Yankees survive Gleyber Torres' attempt to give game away in nailbiter vs. Guardians
Tired: Aaron Judge needs an off day to reset himself a bit.
Wired: Gleyber Torres needs an off day to clear his head.
Entering his walk year, the Yankees' incumbent starting second baseman was coming off an underrated season that was somewhat buried by the team's overall offensive incompetence. Torres' 118 OPS+ year had no business being the 2023 Yankees' second-best offensive season, but in a vacuum, he was well above average.
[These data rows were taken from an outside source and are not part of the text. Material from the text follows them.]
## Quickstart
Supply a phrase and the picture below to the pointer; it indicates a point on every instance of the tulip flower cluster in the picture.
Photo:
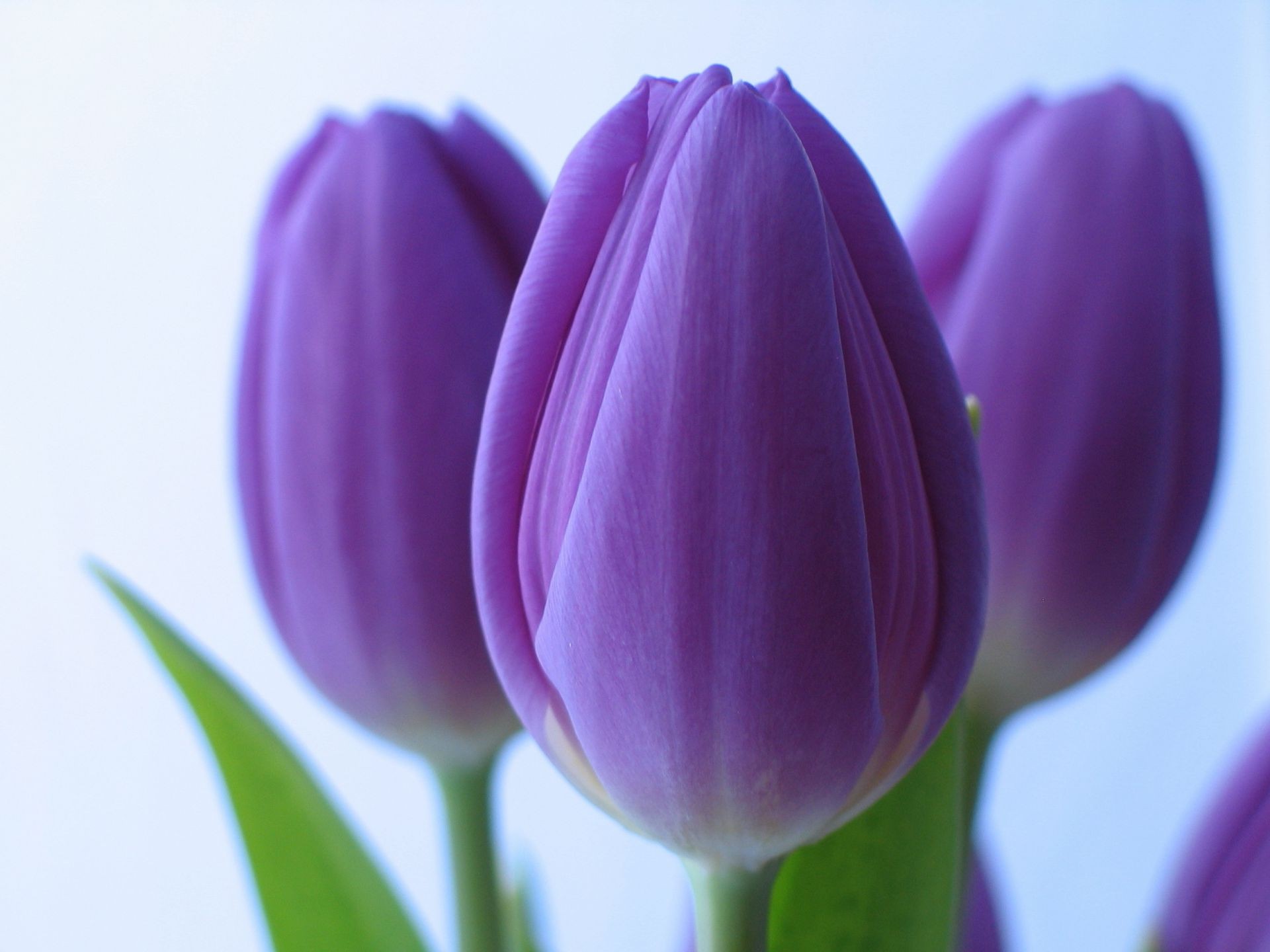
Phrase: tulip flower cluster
(677, 465)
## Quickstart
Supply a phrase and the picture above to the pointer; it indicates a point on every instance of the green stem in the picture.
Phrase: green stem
(474, 873)
(730, 906)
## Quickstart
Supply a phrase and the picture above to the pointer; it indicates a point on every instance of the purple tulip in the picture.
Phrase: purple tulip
(1066, 254)
(386, 263)
(728, 532)
(981, 928)
(1221, 898)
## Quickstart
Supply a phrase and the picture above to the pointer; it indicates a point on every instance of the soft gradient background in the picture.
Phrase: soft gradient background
(136, 143)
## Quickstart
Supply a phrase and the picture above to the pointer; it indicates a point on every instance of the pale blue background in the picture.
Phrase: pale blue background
(135, 145)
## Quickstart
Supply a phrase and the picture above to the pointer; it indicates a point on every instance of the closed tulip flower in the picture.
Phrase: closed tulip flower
(728, 534)
(981, 930)
(1220, 900)
(1066, 253)
(386, 264)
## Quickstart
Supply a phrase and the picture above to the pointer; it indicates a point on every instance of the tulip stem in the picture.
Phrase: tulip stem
(730, 906)
(474, 873)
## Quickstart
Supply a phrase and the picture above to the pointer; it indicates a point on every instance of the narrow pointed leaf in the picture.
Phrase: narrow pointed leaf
(318, 888)
(889, 881)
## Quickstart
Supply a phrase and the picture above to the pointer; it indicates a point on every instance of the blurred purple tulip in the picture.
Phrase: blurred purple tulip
(1066, 254)
(981, 928)
(728, 532)
(386, 263)
(1220, 900)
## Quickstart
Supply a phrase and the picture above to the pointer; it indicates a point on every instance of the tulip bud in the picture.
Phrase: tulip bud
(727, 516)
(386, 262)
(1066, 254)
(1220, 900)
(981, 931)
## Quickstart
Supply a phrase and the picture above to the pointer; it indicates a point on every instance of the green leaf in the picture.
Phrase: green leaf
(521, 914)
(318, 888)
(888, 881)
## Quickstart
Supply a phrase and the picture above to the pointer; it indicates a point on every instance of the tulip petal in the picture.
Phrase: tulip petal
(573, 230)
(732, 701)
(495, 186)
(1085, 321)
(366, 419)
(943, 235)
(935, 405)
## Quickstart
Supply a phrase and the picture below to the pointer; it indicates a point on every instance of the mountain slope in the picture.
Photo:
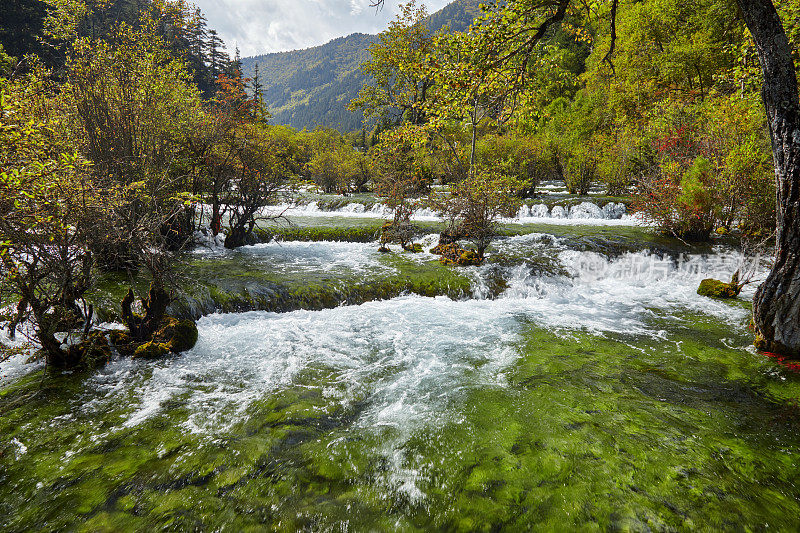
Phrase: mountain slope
(306, 88)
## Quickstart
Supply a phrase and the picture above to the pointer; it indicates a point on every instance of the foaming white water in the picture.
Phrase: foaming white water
(406, 365)
(612, 214)
(407, 354)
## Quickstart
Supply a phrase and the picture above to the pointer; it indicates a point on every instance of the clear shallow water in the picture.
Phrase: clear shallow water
(610, 397)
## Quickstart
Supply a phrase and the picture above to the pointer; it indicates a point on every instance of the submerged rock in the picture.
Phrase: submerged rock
(718, 289)
(454, 255)
(151, 350)
(178, 335)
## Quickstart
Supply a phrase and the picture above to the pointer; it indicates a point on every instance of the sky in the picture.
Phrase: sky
(263, 26)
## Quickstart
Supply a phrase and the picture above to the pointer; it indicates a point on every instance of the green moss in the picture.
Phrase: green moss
(151, 350)
(717, 289)
(178, 335)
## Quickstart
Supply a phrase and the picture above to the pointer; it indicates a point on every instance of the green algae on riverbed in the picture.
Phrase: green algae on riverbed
(240, 281)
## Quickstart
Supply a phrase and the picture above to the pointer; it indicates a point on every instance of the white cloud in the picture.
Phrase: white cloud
(263, 26)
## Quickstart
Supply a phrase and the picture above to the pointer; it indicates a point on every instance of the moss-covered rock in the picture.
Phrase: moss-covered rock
(123, 342)
(718, 289)
(454, 255)
(178, 335)
(151, 350)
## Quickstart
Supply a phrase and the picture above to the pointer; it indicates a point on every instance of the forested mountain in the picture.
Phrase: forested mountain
(304, 88)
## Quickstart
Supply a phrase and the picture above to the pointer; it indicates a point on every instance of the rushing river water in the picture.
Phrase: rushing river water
(582, 391)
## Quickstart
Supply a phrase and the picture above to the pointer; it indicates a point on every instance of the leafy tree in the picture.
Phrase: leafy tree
(134, 104)
(53, 210)
(399, 84)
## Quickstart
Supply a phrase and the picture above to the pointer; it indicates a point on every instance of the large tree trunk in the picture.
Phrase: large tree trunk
(776, 308)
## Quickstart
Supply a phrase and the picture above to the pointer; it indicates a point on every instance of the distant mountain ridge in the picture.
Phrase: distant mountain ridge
(306, 88)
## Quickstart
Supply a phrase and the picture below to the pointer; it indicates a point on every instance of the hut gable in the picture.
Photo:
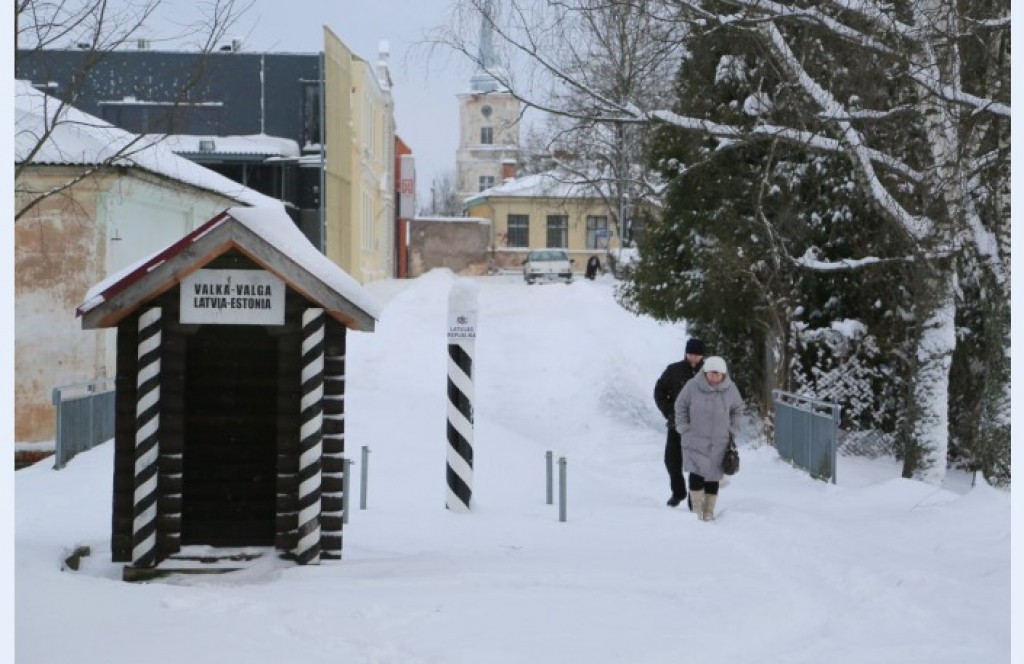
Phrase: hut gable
(267, 237)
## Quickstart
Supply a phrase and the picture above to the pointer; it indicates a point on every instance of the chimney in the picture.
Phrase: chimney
(383, 70)
(508, 170)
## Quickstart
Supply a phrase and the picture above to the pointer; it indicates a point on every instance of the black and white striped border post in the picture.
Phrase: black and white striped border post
(461, 341)
(307, 547)
(143, 551)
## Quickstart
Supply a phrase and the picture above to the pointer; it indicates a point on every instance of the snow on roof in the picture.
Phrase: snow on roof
(256, 144)
(547, 184)
(276, 227)
(271, 223)
(454, 219)
(66, 135)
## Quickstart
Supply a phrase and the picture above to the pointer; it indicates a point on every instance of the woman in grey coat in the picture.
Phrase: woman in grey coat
(708, 412)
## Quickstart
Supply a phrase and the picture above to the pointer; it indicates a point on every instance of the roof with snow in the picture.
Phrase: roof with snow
(268, 237)
(546, 184)
(251, 146)
(47, 131)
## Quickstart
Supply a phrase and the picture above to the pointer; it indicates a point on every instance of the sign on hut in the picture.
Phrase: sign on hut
(230, 380)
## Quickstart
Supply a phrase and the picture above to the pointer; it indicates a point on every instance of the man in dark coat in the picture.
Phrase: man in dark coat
(666, 390)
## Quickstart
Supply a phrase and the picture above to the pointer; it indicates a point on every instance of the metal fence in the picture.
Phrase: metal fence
(807, 432)
(84, 418)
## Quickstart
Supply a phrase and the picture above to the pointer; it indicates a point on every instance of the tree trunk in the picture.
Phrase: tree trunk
(931, 400)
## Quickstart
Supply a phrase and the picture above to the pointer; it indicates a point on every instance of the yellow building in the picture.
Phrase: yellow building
(542, 211)
(358, 176)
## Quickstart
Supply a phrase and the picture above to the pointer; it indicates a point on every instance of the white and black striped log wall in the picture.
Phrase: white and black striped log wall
(307, 548)
(291, 403)
(332, 500)
(146, 442)
(462, 335)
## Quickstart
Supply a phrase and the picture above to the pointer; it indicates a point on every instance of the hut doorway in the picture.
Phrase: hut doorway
(229, 456)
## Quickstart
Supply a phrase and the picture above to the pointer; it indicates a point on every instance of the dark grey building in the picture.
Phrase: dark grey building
(256, 118)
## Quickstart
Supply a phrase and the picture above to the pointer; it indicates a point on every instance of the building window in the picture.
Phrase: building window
(597, 232)
(310, 114)
(369, 235)
(518, 231)
(558, 231)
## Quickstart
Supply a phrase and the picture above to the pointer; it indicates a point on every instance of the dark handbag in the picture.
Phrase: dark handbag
(730, 462)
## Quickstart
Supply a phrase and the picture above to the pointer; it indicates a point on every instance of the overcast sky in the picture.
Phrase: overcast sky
(425, 81)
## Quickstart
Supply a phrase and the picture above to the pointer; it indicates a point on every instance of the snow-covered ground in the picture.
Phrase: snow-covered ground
(875, 569)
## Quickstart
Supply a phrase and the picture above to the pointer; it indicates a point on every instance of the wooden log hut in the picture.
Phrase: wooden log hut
(230, 383)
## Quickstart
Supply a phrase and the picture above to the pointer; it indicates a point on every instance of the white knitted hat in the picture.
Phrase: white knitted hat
(715, 363)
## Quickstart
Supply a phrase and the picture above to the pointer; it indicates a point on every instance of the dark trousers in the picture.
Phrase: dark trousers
(674, 462)
(697, 483)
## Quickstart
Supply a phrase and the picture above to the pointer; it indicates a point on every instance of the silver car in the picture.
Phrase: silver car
(548, 264)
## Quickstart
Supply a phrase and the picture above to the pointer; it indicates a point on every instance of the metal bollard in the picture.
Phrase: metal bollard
(346, 485)
(364, 473)
(548, 458)
(561, 489)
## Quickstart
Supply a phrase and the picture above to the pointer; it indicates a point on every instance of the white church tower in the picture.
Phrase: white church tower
(488, 123)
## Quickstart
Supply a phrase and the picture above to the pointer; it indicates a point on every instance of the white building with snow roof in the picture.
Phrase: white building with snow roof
(90, 200)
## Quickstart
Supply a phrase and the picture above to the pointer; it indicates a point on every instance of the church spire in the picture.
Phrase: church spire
(483, 81)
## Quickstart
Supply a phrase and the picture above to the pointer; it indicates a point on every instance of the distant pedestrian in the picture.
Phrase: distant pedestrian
(708, 413)
(666, 390)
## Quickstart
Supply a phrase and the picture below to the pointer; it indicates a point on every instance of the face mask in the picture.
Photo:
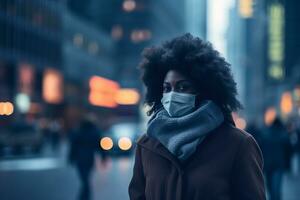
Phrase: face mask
(178, 104)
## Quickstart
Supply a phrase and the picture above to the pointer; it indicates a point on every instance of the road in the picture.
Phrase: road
(50, 178)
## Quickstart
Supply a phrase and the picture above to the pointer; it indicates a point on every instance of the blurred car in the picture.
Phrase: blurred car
(21, 137)
(120, 137)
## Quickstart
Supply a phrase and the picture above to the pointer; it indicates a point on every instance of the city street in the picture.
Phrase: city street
(52, 179)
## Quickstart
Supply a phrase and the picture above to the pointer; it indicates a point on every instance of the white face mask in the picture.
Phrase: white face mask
(178, 104)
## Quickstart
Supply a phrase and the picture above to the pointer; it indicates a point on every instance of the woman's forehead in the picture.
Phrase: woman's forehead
(174, 76)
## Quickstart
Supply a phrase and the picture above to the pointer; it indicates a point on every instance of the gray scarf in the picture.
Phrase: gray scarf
(181, 135)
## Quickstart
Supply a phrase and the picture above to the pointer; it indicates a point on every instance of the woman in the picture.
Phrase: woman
(192, 150)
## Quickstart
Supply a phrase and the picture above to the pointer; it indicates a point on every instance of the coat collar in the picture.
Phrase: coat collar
(152, 144)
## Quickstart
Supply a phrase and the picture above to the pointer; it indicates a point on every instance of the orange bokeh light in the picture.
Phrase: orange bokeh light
(52, 86)
(127, 97)
(270, 115)
(6, 108)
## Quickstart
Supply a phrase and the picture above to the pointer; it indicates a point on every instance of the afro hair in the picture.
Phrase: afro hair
(197, 60)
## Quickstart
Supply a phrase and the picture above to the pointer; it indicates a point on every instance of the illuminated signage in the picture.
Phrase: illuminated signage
(276, 42)
(52, 86)
(103, 92)
(246, 8)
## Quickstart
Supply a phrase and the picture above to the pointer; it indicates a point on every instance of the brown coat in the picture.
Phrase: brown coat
(227, 165)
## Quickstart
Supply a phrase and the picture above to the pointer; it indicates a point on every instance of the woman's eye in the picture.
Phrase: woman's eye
(166, 89)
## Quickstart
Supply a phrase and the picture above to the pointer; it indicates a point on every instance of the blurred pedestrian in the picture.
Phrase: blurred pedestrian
(84, 145)
(191, 149)
(276, 147)
(255, 131)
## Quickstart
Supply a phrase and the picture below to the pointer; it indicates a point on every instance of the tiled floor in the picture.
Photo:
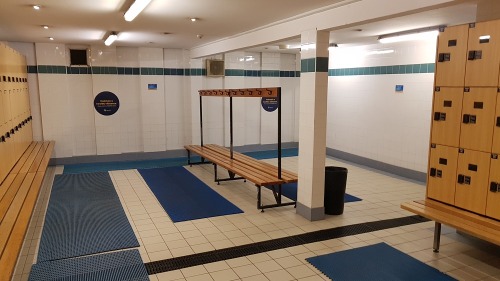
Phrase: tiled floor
(462, 257)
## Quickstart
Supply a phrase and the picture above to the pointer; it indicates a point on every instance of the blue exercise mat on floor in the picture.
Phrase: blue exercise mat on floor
(375, 262)
(184, 197)
(289, 190)
(118, 266)
(84, 217)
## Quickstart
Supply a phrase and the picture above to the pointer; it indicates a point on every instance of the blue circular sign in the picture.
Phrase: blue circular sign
(269, 104)
(106, 103)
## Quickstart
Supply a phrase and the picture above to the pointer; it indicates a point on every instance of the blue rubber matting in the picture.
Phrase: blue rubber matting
(289, 190)
(161, 163)
(118, 266)
(375, 262)
(184, 197)
(84, 216)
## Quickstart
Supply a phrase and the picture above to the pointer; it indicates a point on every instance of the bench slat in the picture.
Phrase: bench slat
(23, 158)
(250, 173)
(31, 158)
(270, 169)
(10, 254)
(38, 158)
(460, 223)
(46, 158)
(13, 212)
(10, 195)
(246, 171)
(6, 184)
(461, 213)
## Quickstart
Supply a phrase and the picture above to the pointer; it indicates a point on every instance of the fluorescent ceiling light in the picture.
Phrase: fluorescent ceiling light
(409, 36)
(135, 9)
(380, 52)
(111, 38)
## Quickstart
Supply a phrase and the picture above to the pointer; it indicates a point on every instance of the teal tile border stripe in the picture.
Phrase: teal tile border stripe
(307, 65)
(382, 70)
(53, 69)
(318, 64)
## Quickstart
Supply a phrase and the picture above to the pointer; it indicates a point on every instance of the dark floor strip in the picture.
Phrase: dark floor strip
(275, 244)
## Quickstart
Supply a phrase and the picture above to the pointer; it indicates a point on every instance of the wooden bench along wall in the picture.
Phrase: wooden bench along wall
(18, 196)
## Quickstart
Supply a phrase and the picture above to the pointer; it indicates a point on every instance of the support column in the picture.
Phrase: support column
(312, 124)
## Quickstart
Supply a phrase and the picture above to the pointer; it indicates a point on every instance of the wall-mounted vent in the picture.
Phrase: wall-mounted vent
(215, 68)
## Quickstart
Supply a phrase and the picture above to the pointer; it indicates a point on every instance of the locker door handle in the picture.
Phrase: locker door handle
(462, 179)
(475, 55)
(433, 172)
(469, 119)
(442, 57)
(439, 116)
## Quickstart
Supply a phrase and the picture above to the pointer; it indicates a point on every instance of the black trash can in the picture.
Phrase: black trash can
(335, 184)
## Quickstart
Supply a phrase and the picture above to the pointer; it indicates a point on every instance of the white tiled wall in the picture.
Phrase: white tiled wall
(367, 117)
(152, 120)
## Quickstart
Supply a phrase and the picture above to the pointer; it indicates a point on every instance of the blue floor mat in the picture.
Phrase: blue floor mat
(118, 266)
(375, 262)
(126, 165)
(289, 190)
(184, 197)
(84, 216)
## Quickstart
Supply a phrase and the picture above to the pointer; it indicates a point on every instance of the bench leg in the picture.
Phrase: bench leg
(437, 236)
(259, 198)
(215, 175)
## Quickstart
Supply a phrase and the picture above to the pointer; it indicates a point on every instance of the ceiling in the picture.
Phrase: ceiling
(166, 23)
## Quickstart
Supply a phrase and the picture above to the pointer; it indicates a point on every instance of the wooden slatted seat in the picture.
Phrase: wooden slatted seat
(248, 168)
(18, 196)
(286, 176)
(481, 227)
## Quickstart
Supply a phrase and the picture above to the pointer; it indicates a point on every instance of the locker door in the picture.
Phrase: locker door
(493, 197)
(442, 173)
(472, 180)
(446, 116)
(451, 55)
(478, 110)
(496, 130)
(483, 58)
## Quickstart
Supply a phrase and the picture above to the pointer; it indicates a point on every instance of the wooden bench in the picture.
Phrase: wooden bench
(481, 227)
(248, 168)
(18, 196)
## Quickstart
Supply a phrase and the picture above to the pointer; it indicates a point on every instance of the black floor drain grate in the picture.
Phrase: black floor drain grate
(275, 244)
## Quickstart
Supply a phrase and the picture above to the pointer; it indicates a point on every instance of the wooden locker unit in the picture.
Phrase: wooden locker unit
(442, 173)
(493, 197)
(496, 130)
(483, 56)
(478, 110)
(446, 117)
(451, 54)
(472, 180)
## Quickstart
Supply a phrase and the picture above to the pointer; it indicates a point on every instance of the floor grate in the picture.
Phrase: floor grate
(276, 244)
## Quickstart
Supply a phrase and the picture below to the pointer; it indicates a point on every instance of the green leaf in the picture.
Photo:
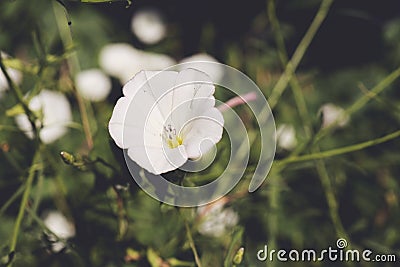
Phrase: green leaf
(233, 247)
(15, 110)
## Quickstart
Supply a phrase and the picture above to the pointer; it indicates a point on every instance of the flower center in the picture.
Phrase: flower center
(171, 138)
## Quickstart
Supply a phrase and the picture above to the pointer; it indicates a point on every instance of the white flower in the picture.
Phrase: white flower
(56, 113)
(59, 225)
(215, 220)
(165, 118)
(93, 84)
(286, 136)
(148, 26)
(123, 61)
(206, 64)
(331, 113)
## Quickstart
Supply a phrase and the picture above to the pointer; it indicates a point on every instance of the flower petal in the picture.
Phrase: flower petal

Defensively? Well, that was a different story. Every so often, a Torres brain fart would rear its ugly head, often resulting in a deceased team roaring back to life (think the Cubs-Yankees game that sort of extinguished the 2023 team's chances before the All-Star break). With less than one year to go before the head-spinning reality of free agency, there was certainly a chance Torres would enter 2024 in a less-than-proper headspace, and fans would probably know fairly quickly how he was feeling, considering he wears his heart on his sleeve.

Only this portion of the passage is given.